I think one of the reasons why this fact gets ignored by those who take a list of old recommended stocks is the effects of mergers and acquisitions. For instance, you may look at the list and see American Hospital Supply, and then assume that is a blue-chip stock that went defunct. Well, in 1985, Baxter International issued stock certificates to buy out American Hospital’s owners, so you would have earned 11.6% from 1985 through January 2015 on that American Hospital Supply stock that got turned into Baxter.
Chesebrough Ponds became a part of Unilever, Squibb became “Bristol Myers Squibb”, and on the list goes. Schlitz Brewing got purchased by Stroh Brewing in an all-cash transaction. Heublein, perhaps the most obscure of all the companies on the original Nifty Fifty list, turned out to be the most lucrative of all—it got bought out by RJR Nabisco and then R.J. Reynolds, and turned into a tobacco fortune that compounded at 19% since 1982 (this assumes that, after it got taken private in the 1989 leveraged buyout, you bought shares of R.J. Reynolds when they became publicly available). The point is that those companies you may no longer recognize often got consumed by larger companies that continued to build wealth, with the “failure” rate of the Nifty Fifty being that 8% of the individual stocks would have lost you wealth over the next 43 years.
Of course, in addition to Wal-Mart and Philip Morris International, you would have purchased many stocks that would have made you quite rich—even taking into account the high valuation apparent in 1972. Gillette returned over 16% annually before getting purchased by Procter & Gamble.

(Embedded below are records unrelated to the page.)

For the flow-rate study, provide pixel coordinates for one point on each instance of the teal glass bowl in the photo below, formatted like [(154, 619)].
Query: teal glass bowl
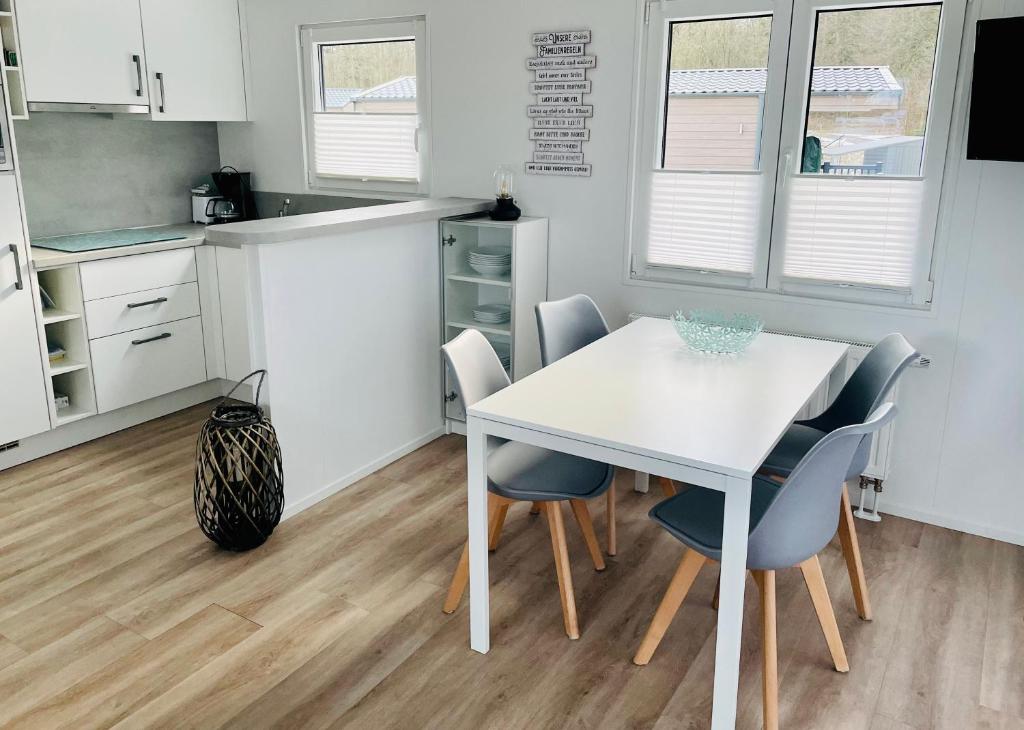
[(711, 331)]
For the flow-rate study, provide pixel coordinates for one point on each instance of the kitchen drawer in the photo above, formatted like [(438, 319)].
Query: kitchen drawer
[(125, 373), (132, 311), (136, 273)]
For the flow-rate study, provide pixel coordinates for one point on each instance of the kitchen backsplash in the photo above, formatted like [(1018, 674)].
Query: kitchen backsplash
[(90, 172), (269, 203)]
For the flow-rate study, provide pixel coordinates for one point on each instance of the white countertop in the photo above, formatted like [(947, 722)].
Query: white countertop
[(193, 234), (274, 230)]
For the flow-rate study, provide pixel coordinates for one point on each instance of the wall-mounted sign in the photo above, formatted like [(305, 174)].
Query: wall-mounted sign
[(546, 168), (561, 75), (558, 122), (578, 134), (547, 87), (568, 158), (576, 111), (560, 49), (571, 145), (555, 37), (549, 99), (572, 61), (559, 114)]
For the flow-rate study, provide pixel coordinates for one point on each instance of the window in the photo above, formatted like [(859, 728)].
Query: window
[(366, 105), (794, 146)]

Coca-Cola compounded at 14.5% annually to the present day. General Electric, despite its very significant troubles in 2008 and 2009, still returned over 13% annually from 1972 to the present day. Johnson & Johnson, Pepsi, Procter & Gamble, 3M, and Walt Disney have all returned between 12% and 15% annually from 1972 through the start of 2015.
The lesson here isn’t that it’s okay to pay things like 71x profits for McDonald’s. If you do something like that, it will take 3+ decades for you to burn off that excess weight of overvaluation and then earn actual returns in line with the S&P 500 at large. Instead, the point is this: If paying an expensive price for a blue-chip stock works out over time, imagine what happens when you pay an intelligent price for something like Chevron and scoop it up at $105 per share and hold it for the long haul. It also highlights how few blue-chip stocks actually fail over very long periods of time—the reason there are so many unknown names is the result of merger/acquisition activity rather than actual business failure. Wealth is lost when you do things like sell McDonalds, GlaxoSmithKline, IBM, Coca-Cola, and Exxon upon seeing disappointing short-term news; history shows that selling, rather than holding, is responsible for the bulk of an investor’s troubles.